We believe the ministry of Jesus has revolutionary implications for the way sinful men and women treat each other. His care for women was frequently evident: “And ought not this woman, a daughter of Abraham whom Satan bound for eighteen years, be loosed from this bond?” (Luke 13:16). Everything Jesus taught and did was an attack on the pride that makes men and women belittle each other. Everything he taught and did was a summons to the humility and love that purge self-exaltation out of leadership and servility out of submission.
He put man’s lustful look in the category of adultery and threatened it with hell (Matt. 5:28–29). He condemned the whimsical disposing of women in divorce (Matt. 19:8–9). He called us to account for every careless word we utter (Matt. 12:36). He commanded that we treat each other the way we would like to be treated (Matt. 7:12). He said to the callous chief priests, “Prostitutes go into the kingdom of God before you” (Matt. 21:31).
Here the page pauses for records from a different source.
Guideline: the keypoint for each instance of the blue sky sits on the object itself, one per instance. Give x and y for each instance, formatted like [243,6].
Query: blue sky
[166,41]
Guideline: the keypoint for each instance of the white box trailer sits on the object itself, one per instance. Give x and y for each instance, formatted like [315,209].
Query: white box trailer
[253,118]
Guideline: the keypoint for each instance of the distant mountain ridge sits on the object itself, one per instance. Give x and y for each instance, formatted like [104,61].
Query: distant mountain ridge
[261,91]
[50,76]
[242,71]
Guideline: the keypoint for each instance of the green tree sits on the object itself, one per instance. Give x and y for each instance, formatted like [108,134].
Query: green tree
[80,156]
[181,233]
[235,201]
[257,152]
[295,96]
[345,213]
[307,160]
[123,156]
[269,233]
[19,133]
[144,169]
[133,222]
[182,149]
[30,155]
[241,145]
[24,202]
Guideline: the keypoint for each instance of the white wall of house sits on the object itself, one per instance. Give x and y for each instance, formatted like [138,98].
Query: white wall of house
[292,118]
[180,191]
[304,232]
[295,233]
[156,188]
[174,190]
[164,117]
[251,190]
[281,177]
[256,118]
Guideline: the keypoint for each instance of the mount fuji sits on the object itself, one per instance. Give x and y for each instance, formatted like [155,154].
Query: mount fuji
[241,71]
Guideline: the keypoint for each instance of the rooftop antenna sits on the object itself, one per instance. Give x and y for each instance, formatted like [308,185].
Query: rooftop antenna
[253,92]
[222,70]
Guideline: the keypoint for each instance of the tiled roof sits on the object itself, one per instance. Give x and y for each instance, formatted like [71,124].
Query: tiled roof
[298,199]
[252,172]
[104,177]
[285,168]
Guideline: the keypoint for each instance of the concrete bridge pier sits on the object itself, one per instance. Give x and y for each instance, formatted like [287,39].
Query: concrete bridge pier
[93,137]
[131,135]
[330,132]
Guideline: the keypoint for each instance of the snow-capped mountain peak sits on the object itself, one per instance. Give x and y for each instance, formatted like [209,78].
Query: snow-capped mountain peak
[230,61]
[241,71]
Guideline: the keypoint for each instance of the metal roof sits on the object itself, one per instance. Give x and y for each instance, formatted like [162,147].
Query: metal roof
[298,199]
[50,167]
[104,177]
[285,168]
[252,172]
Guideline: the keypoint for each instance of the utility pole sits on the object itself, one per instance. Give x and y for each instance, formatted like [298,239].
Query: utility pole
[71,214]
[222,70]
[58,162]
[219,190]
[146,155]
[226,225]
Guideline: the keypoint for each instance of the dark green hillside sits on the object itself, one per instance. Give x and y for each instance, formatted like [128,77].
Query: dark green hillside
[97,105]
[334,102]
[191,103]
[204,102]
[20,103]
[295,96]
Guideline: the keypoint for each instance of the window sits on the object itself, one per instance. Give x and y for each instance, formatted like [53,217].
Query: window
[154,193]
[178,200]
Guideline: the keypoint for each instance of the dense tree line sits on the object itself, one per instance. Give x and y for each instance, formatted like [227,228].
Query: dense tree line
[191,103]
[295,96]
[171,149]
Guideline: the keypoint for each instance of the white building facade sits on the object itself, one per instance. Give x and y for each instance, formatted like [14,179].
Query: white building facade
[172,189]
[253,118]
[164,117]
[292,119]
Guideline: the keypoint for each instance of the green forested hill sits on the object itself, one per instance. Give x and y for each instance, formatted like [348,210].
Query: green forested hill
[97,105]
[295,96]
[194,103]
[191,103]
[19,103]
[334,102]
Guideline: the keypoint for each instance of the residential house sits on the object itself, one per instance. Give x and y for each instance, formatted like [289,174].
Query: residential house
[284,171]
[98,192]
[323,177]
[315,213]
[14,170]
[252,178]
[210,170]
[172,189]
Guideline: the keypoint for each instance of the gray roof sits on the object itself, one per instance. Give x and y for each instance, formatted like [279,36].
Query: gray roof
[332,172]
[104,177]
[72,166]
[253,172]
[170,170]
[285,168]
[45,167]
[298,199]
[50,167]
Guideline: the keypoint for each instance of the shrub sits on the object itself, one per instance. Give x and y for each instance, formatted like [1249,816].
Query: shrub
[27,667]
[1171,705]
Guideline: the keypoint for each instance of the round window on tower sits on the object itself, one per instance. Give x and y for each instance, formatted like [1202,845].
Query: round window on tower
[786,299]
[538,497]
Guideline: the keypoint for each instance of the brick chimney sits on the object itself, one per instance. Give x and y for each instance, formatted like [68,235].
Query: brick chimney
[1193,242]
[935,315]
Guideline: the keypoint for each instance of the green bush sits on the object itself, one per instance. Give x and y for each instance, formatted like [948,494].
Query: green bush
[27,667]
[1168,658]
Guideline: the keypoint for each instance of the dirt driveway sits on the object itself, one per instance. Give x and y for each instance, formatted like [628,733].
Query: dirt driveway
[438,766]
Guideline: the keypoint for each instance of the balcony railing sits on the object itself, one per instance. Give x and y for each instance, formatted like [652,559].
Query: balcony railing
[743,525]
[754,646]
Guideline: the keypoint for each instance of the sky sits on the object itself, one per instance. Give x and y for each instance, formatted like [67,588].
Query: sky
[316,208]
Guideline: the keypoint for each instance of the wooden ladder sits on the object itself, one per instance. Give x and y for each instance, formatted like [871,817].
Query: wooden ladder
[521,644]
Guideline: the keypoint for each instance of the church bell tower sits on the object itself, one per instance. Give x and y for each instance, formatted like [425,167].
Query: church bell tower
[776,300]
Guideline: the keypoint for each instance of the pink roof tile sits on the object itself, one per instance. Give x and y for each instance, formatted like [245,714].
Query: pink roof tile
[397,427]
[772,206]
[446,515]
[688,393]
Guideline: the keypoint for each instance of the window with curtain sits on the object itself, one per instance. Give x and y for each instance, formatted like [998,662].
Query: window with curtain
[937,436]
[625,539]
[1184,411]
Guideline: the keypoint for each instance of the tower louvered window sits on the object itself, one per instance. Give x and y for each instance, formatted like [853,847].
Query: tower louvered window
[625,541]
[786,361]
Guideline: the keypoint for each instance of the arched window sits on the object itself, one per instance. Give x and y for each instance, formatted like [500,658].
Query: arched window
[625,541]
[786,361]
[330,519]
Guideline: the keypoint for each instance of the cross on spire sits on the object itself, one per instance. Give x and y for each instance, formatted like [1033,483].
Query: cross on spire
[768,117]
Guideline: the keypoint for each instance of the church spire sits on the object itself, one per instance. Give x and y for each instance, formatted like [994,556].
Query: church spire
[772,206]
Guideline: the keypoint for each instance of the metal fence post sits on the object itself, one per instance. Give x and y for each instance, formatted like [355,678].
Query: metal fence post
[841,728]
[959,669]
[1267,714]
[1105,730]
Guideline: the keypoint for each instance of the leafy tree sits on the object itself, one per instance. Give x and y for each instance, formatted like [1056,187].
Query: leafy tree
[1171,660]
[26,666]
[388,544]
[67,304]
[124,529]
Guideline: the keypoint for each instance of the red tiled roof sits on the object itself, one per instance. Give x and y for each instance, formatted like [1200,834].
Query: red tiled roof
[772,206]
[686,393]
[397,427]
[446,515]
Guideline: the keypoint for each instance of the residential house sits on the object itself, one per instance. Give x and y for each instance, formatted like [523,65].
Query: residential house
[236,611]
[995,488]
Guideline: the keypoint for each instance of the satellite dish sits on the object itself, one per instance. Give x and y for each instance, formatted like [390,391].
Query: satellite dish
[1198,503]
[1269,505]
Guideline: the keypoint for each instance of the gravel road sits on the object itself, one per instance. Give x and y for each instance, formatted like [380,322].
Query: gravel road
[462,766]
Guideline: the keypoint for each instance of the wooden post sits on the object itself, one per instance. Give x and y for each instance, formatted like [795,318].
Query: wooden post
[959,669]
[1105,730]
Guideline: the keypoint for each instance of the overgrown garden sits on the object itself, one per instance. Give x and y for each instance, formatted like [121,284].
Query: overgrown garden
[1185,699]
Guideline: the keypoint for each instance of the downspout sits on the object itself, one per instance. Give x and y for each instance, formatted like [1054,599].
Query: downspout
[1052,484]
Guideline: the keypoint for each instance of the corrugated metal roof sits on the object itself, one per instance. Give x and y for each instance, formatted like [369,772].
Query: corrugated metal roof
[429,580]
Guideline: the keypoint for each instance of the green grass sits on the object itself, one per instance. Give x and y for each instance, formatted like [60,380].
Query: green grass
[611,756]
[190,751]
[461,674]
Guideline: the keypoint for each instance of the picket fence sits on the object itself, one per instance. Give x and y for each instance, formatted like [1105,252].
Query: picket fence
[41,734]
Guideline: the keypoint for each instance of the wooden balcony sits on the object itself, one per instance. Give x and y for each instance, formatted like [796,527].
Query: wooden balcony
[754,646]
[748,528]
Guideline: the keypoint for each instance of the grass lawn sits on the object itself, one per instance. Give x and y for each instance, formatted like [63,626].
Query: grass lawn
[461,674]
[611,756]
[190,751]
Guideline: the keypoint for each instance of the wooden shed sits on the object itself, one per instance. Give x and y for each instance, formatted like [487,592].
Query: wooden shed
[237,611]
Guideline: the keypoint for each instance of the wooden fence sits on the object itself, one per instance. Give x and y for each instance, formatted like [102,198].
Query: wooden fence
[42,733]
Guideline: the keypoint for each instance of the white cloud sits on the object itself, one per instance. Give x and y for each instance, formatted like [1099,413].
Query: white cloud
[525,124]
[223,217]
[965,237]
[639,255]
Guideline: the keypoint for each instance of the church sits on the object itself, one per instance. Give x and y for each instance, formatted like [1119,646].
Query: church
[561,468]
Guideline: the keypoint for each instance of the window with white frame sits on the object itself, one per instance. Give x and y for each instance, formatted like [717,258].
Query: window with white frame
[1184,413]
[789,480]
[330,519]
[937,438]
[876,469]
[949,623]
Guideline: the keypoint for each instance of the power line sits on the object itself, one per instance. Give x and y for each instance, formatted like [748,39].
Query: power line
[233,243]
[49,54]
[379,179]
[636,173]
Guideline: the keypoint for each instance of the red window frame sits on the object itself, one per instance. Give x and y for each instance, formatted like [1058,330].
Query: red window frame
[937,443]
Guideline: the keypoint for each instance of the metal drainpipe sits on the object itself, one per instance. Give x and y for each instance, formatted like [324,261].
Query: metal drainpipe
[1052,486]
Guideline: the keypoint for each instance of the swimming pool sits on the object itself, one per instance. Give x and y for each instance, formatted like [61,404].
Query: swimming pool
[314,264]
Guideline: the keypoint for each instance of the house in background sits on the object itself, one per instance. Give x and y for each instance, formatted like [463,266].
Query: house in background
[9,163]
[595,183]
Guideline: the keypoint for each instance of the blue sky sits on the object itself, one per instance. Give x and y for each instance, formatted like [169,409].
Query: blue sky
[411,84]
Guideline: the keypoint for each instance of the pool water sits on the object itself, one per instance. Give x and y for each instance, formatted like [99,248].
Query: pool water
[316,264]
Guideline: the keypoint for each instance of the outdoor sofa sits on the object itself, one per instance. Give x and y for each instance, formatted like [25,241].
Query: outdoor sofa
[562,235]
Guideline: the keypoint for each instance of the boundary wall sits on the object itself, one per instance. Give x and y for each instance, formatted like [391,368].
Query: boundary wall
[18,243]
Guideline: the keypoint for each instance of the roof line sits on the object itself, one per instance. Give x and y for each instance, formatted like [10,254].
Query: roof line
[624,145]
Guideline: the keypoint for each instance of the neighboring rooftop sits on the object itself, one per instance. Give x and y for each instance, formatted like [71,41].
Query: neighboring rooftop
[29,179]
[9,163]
He was accompanied by women, he taught women, and women bore witness to his resurrection life. Against every social custom that demeans or abuses men and women, the words of Jesus can be applied: “And why do you break the commandment of God for the sake of your tradition?” (Matt. 15:3).
But where does Jesus say or do anything that criticizes the order of creation in which men bear a primary responsibility to lead, protect, and sustain? Nowhere did he call this good order into question. It simply does not follow to say that since women ministered to Jesus and learned from Jesus and ran to tell the disciples that Jesus was risen, this must mean that Jesus opposed the loving headship of husbands or the limitation of eldership to spiritual men. We would not argue that merely because Jesus chose twelve men to be his authoritative apostles, Jesus must have favored an eldership of only men in the church. But this argument would be at least as valid as arguing that anything else Jesus did means he would oppose an eldership of all men or the headship of husbands.
The effort to show that the ministry of Jesus is part of a major biblical thrust against gender-based roles can only be sustained by assuming (rather than demonstrating) that he meant to nullify headship and submission rather than rectify them. What is clear is that Jesus radically purged leadership of pride and fear and self-exaltation and that he also radically honored women as persons worthy of the highest respect under God.
This article is adapted from 50 Crucial Questions: An Overview of Central Concerns about Manhood and Womanhood by John Piper and Wayne Grudem.